The application is a HTTP REST API microservice which interfaces with various tables in an IBM Informix database, and also orchestrates calls to various other microservices to fulfil the HTTP requests. Since reecetech predominantly runs its compute workloads in a distributed Kubernetes environment, it is essential for the application to be tolerant of network and worker node failures to maintain 247 uptime, and cache appropriate data. Also, reecetech expects all applications used in production to have a swagger documentation page for its API, and to publish and consume Pact contracts. The final architectural requirement was for the Golang application to be written in an iterative agile software delivery pattern meaning that one endpoint should be rewritten and released to production at a time.

Open Source Packages

Predominately all of the functional and non-functional requirements were achieved with the following libraries: - echo: for lightweight, fast HTTP routing - go_ibm_db: to interface Golang with the Informix Database - sqlx: a superset of the database/sql package built in to Golang which provides useful functions like Get and Select - echo-swagger: Generate rest api documentation - go-retryablehttp: HTTP retries for resiliency to network failures and outages of downstream services - newrelic/go-agent: runs NewRelic agent for monitoring

Node Failure Resilience

The only way to ensure node failure resilience is to run more than one replica (ie. more than one pod) on different nodes. This is achieved via setting the Kubernetes deployment resource PodAntiAffinity to tell the Kubernetes scheduler to make sure it runs the replica sets on different nodes.

Distributed Caching

Since the application is deployed as a Kubernetes deployment with more than one replica set, it is not feasible to use a in memory cache, so we use a distributed cache. Redis was chosen for this since reecetech has proven existing patterns for bundling Redis with applications in helm charts with great results thanks to the lightweight and speed of Redis. The Redis cache is simply exposed through a Kubernetes service which all of the Golang application pods consume.

Strangler Pattern

The Strangler Pattern, or similarly The Fig Strangler Application, is a pattern used when rewriting critical applications. It does so in a way that avoids lengthy rewrites followed by a big bang cutover. Instead allows both the new and the old applications to live side by side, whilst over time the new application slowly strangles the old one out.

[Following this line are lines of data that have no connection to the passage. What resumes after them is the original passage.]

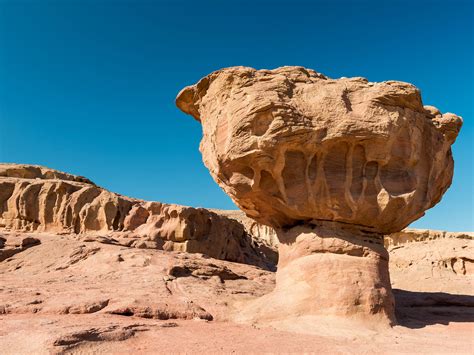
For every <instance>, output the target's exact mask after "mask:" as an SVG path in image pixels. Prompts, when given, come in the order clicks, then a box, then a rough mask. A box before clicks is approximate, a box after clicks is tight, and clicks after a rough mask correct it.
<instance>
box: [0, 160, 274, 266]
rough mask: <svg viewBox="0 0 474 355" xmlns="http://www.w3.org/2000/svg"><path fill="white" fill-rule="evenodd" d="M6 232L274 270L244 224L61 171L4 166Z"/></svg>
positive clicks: (2, 183) (21, 166)
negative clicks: (62, 172)
mask: <svg viewBox="0 0 474 355" xmlns="http://www.w3.org/2000/svg"><path fill="white" fill-rule="evenodd" d="M0 229H4V230H12V231H37V232H50V233H76V234H79V235H81V234H86V233H87V238H88V239H91V238H95V239H97V240H99V241H102V242H104V243H112V244H114V243H115V244H122V245H125V246H132V247H137V248H156V249H163V250H170V251H183V252H191V253H203V254H207V255H209V256H211V257H215V258H218V259H222V260H229V261H236V262H241V263H248V264H254V265H258V266H261V267H264V268H267V269H272V268H273V265H274V260H271V259H269V258H268V257H267V256H266V255H267V254H265V253H264V251H265V250H263V249H262V248H263V247H264V246H263V245H262V243H260V242H258V241H257V240H255V239H252V237H251V235H250V234H249V233H248V232H247V231H246V230H245V228H244V227H243V226H242V224H241V223H239V222H238V221H236V220H234V219H231V218H227V217H225V216H221V215H219V214H217V213H214V212H211V211H209V210H206V209H203V208H192V207H185V206H179V205H172V204H164V203H159V202H146V201H141V200H136V199H132V198H128V197H125V196H121V195H119V194H116V193H112V192H110V191H107V190H105V189H103V188H100V187H98V186H96V185H95V184H94V183H92V182H91V181H90V180H88V179H86V178H83V177H78V176H74V175H70V174H66V173H62V172H59V171H56V170H52V169H48V168H44V167H39V166H31V165H18V164H0Z"/></svg>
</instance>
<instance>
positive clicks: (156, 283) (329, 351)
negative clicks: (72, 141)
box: [0, 164, 474, 354]
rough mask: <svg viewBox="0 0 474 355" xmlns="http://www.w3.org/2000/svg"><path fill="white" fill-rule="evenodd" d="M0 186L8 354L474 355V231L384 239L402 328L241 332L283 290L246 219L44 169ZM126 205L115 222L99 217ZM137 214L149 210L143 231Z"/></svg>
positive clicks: (0, 232) (346, 322)
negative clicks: (188, 205) (152, 203)
mask: <svg viewBox="0 0 474 355" xmlns="http://www.w3.org/2000/svg"><path fill="white" fill-rule="evenodd" d="M0 180H1V181H0V184H1V186H2V188H1V189H0V192H2V193H3V194H2V197H1V199H2V201H1V204H0V207H1V208H2V210H1V215H2V219H1V225H2V227H1V229H0V319H1V322H0V324H1V327H0V352H1V353H2V354H33V353H34V354H47V353H134V354H135V353H136V354H141V353H142V354H150V353H233V352H236V353H262V352H263V353H328V354H334V353H354V354H360V353H365V354H372V353H430V354H433V353H440V354H441V353H443V354H448V353H449V354H469V353H472V352H473V350H474V342H473V339H474V337H473V331H474V290H473V257H472V256H473V248H474V244H473V234H472V233H449V232H442V231H430V230H404V231H402V232H399V233H394V234H391V235H387V236H385V242H384V243H385V247H386V248H387V250H388V251H389V255H390V275H391V284H392V287H393V289H394V290H393V291H394V295H395V305H396V317H397V324H396V325H395V326H394V327H386V326H373V325H368V324H365V323H364V322H357V321H350V320H349V322H346V321H345V320H344V319H342V320H341V317H331V316H326V317H312V316H305V315H304V314H300V315H297V314H296V315H295V317H294V318H293V319H288V318H282V319H279V320H277V321H272V322H251V323H248V322H239V313H240V312H241V310H242V309H244V308H245V307H246V305H247V304H249V303H251V302H252V301H254V300H256V299H258V298H259V297H261V296H263V295H265V294H268V293H270V292H271V291H272V290H273V289H274V287H275V269H276V263H277V257H278V255H277V246H276V244H277V243H278V241H277V240H276V238H275V232H274V231H273V230H272V229H271V228H269V227H267V226H263V225H259V224H258V223H255V222H254V221H252V220H250V219H248V218H247V217H245V215H243V214H242V213H241V212H238V211H218V210H213V211H211V210H204V209H194V208H191V207H184V206H177V205H170V206H165V205H162V204H159V208H158V207H157V205H153V204H152V205H151V206H152V207H150V205H149V203H148V205H147V203H144V202H141V201H138V200H132V199H128V198H126V197H123V196H120V195H116V194H113V193H111V192H108V191H107V190H104V189H101V188H100V187H97V186H95V185H93V183H92V182H90V181H89V180H87V179H84V178H81V177H77V176H73V175H69V174H65V173H60V172H57V171H55V170H51V169H47V168H43V167H35V166H24V165H14V164H6V165H2V166H1V167H0ZM48 196H49V197H48ZM86 196H91V197H89V198H86ZM53 197H54V198H53ZM50 200H52V201H54V203H47V201H50ZM127 201H128V202H130V203H133V204H134V205H133V207H132V206H129V207H128V208H129V210H130V212H129V214H128V215H127V216H121V218H122V221H121V222H120V223H118V222H117V218H115V217H116V216H117V214H110V213H109V214H107V213H105V212H104V211H106V209H107V208H109V209H110V208H111V206H112V207H113V206H120V205H121V204H124V203H128V202H127ZM142 205H143V206H145V207H146V208H149V210H150V211H152V210H153V211H154V212H153V213H152V214H151V215H150V216H148V218H147V219H146V223H145V219H143V218H141V219H140V218H139V217H140V216H141V215H142V214H143V213H144V211H143V210H140V208H141V206H142ZM94 206H98V207H94ZM104 206H106V207H104ZM115 210H117V211H118V210H119V209H117V208H116V209H115ZM115 210H114V211H115ZM68 211H71V212H69V213H68ZM80 211H82V212H80ZM84 211H86V212H87V213H89V214H92V215H93V216H94V218H93V220H94V221H99V222H100V223H96V224H89V223H90V220H89V219H88V218H87V213H84ZM140 211H141V212H140ZM71 213H72V214H71ZM68 214H71V215H70V218H69V219H68V218H66V217H67V216H68ZM114 216H115V217H114ZM130 216H131V217H130ZM132 217H133V218H132ZM204 217H205V218H204ZM208 219H211V220H212V221H214V223H213V226H214V227H216V226H218V228H217V229H216V228H214V229H212V228H211V229H209V225H208V223H207V221H208ZM114 221H115V222H114ZM142 222H143V223H142ZM114 223H115V225H116V226H119V225H120V224H124V225H125V226H128V227H127V228H125V227H120V228H118V227H117V229H120V230H114V228H113V226H114ZM131 226H133V228H134V229H133V228H132V227H131ZM140 228H141V229H140ZM132 229H133V230H132ZM145 231H146V233H145ZM153 232H156V233H155V234H154V233H153ZM219 241H221V242H219ZM222 241H224V242H222ZM209 255H212V256H213V257H211V256H209ZM321 272H325V271H324V270H321ZM275 313H276V318H278V308H276V309H275ZM282 314H283V313H282Z"/></svg>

We utilised the Strangler Pattern by having all requests directed from the ingress to the Golang application, and then the Golang application proxy requests of unimplemented endpoints to the Django Application.

Whilst this pattern means that during the strangulation we are utilising more resources than we were before the rewrite, we believe that a pragmatic approach of smaller endpoints being cut over allows for a smaller blast radius if any bugs were to be introduced than if all endpoints were cut over in a big bang.

Test Coverage

Four tiers of testing were built to ensure the rewritten application is working as specified.

Performance

The performance of the Golang rewritten application has far exceeded the performance of the original Django application in all areas including reduced CPU usage, reduced memory usage and increased request throughput.

The throughput results are very clear when we look at the most heavily used GET endpoint (collected via NewRelic based on production workloads): Django RPM: 1200 Django Response Time (Ms): 21.5 Golang RPM: 4,740 Golang Response Time (Ms): 4.3 In the above results we noticed that the Golang application was receiving much higher RPM than the Django application. This is because the average response time was so much lower for the Golang application that we were able to scale back the number of replica sets running by about 1/5th, which resulted in more requests to fewer pods. However, as we see in the resource results below, the Golang up still doesn’t break a sweat. Django Application NewRelic Data: statistics Golang Application NewRelic Data: statistics

Go Go Golang

Given the smooth experience and solid performance so far and warm reception from the Engineering management, the Delivery Engineering team is planning to continue with the push for Golang by pairing up with other reecetech development teams to see how the learning curve is for them and how it might fit into their work.